I think the basis for solving this problem is simple: we simply copy successful feminist strategies. We must assert our own identities. Even if we cannot control women anymore, we can always control what we do. Your wife wants to be richer? Let her work for it. Your wife does not want to put out? Let her find a new man.

Of course we could possibly go further, we are still the physically and economically dominant gender (but we won't be soon) so we still have some leverage. And we are men. We love power. And why shouldn't we have it? After all, we are talking about liberation here. Every man loves being the boss. There's hardly any question. So... given this reality. What do we do? Do we let women have their way and confine this ideal to the bedroom?

It is possible... probable that something that like that will happen. They say marriage is compromise. Well, the global marriage between man and woman is in crisis. In Japan men and women are not even bothering with each other anymore, career is most important. Predictions are that the Japanese population will shrink and eventually disappear if it continues like this. A compromise it seems, is necessary if we are to survive.

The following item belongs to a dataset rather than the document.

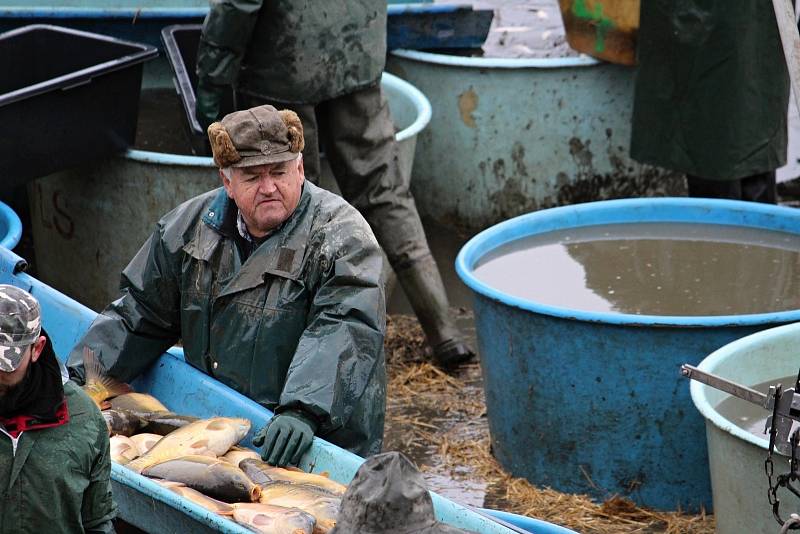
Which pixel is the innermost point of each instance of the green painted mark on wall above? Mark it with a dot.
(596, 17)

The question then is how, how will we compromise? What things are we willing to sacrifice? Which do we absolutely want to keep? Do we want more from women than we are currently getting? Do they have too much for themselves now? Should women be allowed to have children without men? In discussions about relationship, I think all these things are fair game. And this whole gender debate is a relationship between man and woman issue (no matter how much the independent / delusional woman will deny it).

But before we can even compromise, we must negotiate. And before we can negotiate, we must know what we want. So, men, what do we want? What do we want for ourselves?


[–]Arahkne0 points1 point  (0 children) | Copy Link

Compromise is impossible, because feminists don't want to compromise with us, because (as you stated) feminism is currently dominant. Why would feminists want to settle for a tie when all-out victory is within their grasp?

[–]RP-on-AF10 points1 point  (0 children) | Copy Link

Red pill men will already get what they want with women by smashing through the feminist illusion.

You can kill a man, but you can't kill an idea.